This article is Part 2 of a series of three articles. In the first article, we introduced the Cross-Industry Standard Process for Data Mining (CRISP-DM), along with the concept of graphs for model visualization. In this article, we will take a closer look at a practical application for Linear Regression.

Conventions Used for this Article

The following subsection category names have been defined based on the preferences of the audience. The nomenclature was selected based on my favorite race of humanoids in the Star Trek universe.

For Vulcans
Includes deep technical and academic content for ML practitioners. 

For Non-Vulcans
Includes content at a high level for managers and other business-level professionals who may work with ML practitioners.

External Materials

All code used to produce the visuals in this article can be cloned or downloaded from https://github.com/jbonfardeci/model-validation-blog-post.

For linear regression models, we test for homoscedasticity (same dispersion), aka constant variance, by plotting the model’s residuals on the Y-axis by the model’s predicted values on the X-axis (Figure 3 below). The model is valid if there is no discernable pattern.

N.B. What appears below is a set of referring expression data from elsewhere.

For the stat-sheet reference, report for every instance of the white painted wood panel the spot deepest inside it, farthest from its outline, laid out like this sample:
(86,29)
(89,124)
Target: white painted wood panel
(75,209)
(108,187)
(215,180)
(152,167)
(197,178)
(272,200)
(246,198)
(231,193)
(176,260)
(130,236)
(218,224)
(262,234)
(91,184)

That is – the dots are randomly scattered from left to right, as shown in the first plot in Figure 3. The model is invalid if there is a pattern indicating heteroscedasticity (different dispersion), aka non-constant variance, as shown in the second and third plots in Figure 3.

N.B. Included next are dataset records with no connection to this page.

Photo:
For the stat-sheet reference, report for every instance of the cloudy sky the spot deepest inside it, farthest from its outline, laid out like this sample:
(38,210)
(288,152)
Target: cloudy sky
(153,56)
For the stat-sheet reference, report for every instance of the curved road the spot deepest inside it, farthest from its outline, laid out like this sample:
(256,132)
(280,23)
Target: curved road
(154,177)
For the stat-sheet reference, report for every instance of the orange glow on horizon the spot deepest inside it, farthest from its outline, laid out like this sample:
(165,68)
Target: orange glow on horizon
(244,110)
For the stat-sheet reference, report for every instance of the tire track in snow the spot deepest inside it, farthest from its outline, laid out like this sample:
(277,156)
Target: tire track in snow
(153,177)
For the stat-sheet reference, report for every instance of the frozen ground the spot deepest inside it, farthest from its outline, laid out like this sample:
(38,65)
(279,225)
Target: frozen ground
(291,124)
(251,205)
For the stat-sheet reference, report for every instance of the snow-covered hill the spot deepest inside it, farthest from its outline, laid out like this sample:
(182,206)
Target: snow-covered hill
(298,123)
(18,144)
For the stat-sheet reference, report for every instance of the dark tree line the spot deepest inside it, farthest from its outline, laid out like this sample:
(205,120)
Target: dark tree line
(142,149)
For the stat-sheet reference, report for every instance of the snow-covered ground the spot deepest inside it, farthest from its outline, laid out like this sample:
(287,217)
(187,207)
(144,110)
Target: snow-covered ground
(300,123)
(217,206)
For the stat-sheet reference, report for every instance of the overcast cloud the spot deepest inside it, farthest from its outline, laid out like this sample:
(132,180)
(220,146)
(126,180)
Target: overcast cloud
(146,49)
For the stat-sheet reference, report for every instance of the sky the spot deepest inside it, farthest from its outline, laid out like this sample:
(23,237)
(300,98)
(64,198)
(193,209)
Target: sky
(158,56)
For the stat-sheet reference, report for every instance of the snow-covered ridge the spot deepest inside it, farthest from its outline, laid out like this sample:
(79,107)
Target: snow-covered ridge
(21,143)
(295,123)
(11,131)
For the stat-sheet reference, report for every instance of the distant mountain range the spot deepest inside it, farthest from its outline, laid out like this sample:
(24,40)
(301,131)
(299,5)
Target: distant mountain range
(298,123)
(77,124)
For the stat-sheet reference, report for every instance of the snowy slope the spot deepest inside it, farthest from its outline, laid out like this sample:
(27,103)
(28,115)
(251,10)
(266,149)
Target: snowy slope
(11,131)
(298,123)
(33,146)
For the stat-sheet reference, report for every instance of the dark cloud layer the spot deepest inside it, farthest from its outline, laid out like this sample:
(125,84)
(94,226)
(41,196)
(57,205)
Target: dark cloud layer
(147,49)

Heteroscedasticity in a plot indicates that one or more of the Seven Classical Assumptions of Ordinary Least Squares (OLS) have been violated. The assumptions of OLS are:

1. The regression model is linear in the coefficients and the error term. 

2. The errors have a mean of zero. 

3. The predictors are uncorrelated with the errors. 

4. The errors are uncorrelated with each other. 

5. The errors terms have constant variance. 

6. No predictor is a perfect linear function of other predictors. 

7. The errors are normally distributed.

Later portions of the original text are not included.